The growing incorporation of Artificial Intelligence (AI) in healthcare has sparked a debate about legal accountability in the event of medical mishaps. Experts are advocating for an update in product liability law to ensure AI’s safe use in medicine. This call for change has been notably articulated by Professor Kim Hwa of Ewha Womans University School of Law in his recent publication.
Professor Kim Hwa’s insight on AI in healthcare
In his paper titled “Medical Artificial Intelligence and Civil Liability,” published in the Bioethics Policy Research by the Ewha Institute for Biomedical Law & Ethics, Professor Kim underscores the increasing reliance on AI for medical diagnosis and imaging. He emphasizes the need for clear legal responsibility frameworks, especially as AI begins to relieve medical professionals of certain tasks.
Current legal landscape and the role of human intervention
The prevalent use of AI in medicine typically follows a “human-intervention type” model, where doctors retain final decision-making authority. This model implies that in case of an AI-related medical error, the doctor would be held liable. However, as AI technology evolves, the extent of doctors’ direct intervention could diminish, raising questions about accountability in adverse medical outcomes.

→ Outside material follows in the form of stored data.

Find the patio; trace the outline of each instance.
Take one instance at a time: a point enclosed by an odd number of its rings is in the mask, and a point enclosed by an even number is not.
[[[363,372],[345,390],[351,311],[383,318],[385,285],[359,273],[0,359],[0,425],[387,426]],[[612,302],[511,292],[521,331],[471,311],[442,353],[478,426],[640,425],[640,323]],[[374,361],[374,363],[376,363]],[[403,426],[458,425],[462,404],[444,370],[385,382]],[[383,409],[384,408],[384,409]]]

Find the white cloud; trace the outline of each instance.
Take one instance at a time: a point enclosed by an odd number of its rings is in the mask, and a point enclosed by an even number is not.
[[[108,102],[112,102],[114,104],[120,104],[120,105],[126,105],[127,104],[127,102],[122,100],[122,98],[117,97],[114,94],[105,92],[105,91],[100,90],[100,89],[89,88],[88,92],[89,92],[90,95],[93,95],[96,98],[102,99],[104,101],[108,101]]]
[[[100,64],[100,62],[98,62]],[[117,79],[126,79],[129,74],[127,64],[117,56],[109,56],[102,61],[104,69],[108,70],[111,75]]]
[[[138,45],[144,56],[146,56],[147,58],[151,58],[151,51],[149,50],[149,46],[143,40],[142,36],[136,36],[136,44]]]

Balancing medical advancement with legal responsibility
Professor Kim asserts the need for incentives to adopt medical AI, which can alleviate the burden on healthcare professionals. At the same time, he acknowledges the complexity in reducing liability for medical errors linked to AI. As AI’s role in healthcare becomes more autonomous, establishing who bears responsibility for any negative outcomes becomes a critical concern.
The proposal for product liability law application
To address these challenges, Professor Kim suggests applying the Product Liability Act. This law, particularly Article 48, paragraph 2, mandates manufacturers to manage risks and ensure safety post-market. Implementing this law for medical AI would place partial liability on manufacturers, holding them accountable for safety management.
Challenges with software-based medical AI
One of the major hurdles in this proposal is the classification of AI, primarily software-based, as a product under existing laws. The dynamic and evolving nature of AI algorithms, which adapt based on external inputs and learning, makes it difficult to pinpoint product defects traditionally. Professor Kim recommends legislative changes to encompass software-based AI within the scope of product liability law.
Redefining product defects and causation in AI
Professor Kim also points out the need for new rules to identify defects and establish causation in AI products. Given AI’s unique characteristics, traditional methods of recognizing defects may not be adequate. Legislative efforts are required to adapt these concepts to the AI context, ensuring that defects in AI can be identified and linked to adverse outcomes.
As AI continues to revolutionize the medical field, balancing innovation with legal accountability becomes crucial. Professor Kim’s proposals offer a starting point for discussions on how to integrate AI safely into healthcare. These developments will play a pivotal role in shaping the future of AI in medicine, ensuring it serves as a beneficial tool while protecting patients and healthcare professionals alike.